Kelompok A adalah kelompok kontrol, pada kelompok perlakuan 1 (B) tikus
dipapar bakteri S. aureus sebanyak 0,9 cc/ 100 gr BB tikus secara intra peritoneal
pada hari ke 6,7 dan 8 sedangkan kelompok perlakuan 2 (C ) adalah tikus yang diberi
stresor renjatan listrik mulai hari ke-1 dan dipapar S. aureus pada hari ke 6,7 dan 8.
Pada hari ke-8 tikus korbankan dan dilakukan pengambilan darah intra kardial 30-60
menit setelah perlakuan.
Data penelitian di analisis dengan uji one way anova untuk mengetahui
perbedaan ketiga kelompok dan dilanjutkan dengan uji Tukey HSD untuk mengetahui
kemaknaan statistik dari masing-masing kelompok.

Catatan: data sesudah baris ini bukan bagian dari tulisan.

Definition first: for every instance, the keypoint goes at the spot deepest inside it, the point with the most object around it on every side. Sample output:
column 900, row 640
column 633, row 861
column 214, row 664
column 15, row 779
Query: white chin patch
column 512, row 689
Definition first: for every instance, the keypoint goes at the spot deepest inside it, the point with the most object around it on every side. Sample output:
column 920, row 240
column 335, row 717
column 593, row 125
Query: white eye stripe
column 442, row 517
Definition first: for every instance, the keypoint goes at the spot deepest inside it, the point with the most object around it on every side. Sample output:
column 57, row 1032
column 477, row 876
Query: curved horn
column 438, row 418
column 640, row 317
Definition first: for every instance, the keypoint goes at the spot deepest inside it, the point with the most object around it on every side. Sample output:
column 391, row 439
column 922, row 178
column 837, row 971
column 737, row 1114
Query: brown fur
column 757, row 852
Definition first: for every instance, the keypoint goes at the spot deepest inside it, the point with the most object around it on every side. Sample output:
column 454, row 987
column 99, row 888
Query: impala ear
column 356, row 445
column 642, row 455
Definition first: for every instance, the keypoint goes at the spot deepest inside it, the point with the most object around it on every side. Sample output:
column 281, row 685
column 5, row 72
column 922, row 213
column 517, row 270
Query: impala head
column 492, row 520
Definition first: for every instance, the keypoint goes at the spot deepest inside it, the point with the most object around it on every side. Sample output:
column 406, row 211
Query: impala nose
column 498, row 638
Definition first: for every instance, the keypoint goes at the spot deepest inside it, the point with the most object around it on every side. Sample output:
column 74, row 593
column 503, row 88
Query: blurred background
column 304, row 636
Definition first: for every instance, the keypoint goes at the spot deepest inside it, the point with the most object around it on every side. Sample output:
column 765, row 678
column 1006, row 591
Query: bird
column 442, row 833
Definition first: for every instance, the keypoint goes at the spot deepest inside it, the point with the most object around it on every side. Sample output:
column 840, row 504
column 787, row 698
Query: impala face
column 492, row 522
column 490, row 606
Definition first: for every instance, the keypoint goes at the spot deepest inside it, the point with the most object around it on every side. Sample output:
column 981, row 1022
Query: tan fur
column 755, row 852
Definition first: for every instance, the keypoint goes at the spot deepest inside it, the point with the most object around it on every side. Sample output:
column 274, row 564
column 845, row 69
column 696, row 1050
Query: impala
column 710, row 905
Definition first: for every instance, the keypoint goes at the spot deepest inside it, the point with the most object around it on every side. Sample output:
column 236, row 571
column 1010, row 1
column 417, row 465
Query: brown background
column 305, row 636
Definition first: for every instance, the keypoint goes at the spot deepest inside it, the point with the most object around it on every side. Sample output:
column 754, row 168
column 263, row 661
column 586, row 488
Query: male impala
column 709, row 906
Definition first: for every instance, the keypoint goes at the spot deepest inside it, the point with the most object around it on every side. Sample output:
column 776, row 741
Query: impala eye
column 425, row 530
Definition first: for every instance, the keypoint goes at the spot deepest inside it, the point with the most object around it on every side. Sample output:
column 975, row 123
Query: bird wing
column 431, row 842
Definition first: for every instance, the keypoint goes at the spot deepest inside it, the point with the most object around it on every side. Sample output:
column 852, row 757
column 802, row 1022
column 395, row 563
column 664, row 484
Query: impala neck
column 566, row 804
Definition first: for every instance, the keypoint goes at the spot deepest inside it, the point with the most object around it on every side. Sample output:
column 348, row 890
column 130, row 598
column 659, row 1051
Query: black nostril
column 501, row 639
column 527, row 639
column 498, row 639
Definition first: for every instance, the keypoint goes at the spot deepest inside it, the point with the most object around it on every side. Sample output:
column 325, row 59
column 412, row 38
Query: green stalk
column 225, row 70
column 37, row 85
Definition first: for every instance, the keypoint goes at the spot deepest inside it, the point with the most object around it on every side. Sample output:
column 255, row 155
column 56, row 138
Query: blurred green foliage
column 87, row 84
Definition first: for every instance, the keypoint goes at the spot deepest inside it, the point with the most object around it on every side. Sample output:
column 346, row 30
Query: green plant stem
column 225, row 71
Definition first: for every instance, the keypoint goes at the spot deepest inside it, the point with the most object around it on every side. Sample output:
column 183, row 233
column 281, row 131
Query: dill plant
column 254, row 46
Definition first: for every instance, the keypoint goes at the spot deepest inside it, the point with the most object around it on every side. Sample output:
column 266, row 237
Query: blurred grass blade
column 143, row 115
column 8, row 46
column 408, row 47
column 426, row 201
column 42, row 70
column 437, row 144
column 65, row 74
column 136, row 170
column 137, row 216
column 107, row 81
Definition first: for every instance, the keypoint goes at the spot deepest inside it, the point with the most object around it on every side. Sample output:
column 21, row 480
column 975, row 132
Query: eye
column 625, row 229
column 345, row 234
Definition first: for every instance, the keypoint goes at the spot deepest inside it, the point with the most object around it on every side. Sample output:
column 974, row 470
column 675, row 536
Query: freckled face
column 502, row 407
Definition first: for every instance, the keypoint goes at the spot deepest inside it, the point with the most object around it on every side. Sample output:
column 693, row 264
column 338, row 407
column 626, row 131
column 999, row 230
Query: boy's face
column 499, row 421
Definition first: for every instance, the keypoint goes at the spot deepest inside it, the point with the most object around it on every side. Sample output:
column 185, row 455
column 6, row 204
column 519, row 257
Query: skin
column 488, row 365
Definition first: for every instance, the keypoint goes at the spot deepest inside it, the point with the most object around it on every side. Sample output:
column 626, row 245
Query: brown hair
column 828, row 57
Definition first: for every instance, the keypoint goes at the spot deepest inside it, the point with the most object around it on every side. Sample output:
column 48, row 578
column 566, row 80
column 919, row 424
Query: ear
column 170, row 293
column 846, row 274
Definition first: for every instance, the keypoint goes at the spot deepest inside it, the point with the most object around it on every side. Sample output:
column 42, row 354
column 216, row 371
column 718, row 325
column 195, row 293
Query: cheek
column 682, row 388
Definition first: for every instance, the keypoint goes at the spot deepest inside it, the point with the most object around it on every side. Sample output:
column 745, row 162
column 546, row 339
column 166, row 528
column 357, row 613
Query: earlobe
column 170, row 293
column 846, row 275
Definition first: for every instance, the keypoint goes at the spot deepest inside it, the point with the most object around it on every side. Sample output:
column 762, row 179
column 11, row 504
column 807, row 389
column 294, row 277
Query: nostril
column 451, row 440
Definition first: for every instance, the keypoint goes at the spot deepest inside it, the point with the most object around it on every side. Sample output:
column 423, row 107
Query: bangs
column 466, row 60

Hasil dari penelitian ini diperoleh
bahwa stresor rasa sakit berupa renjatan listrik terbukti berpengaruh dengan adanya
peningkatan jumlah leukosit darah tepi tikus. Jumlah leukosit pada kelompok
perlakuan 2 ( C ) lebih besar daripada kelompok perlakuan 1 (B) dan kelompok
kontrol. Hal ini diperkuat dengan hasil uji one way anova dan uji Tukey HSD dengan
signifikansi p=0,000 (p<0,05) yang berarti terdapat peningkatan.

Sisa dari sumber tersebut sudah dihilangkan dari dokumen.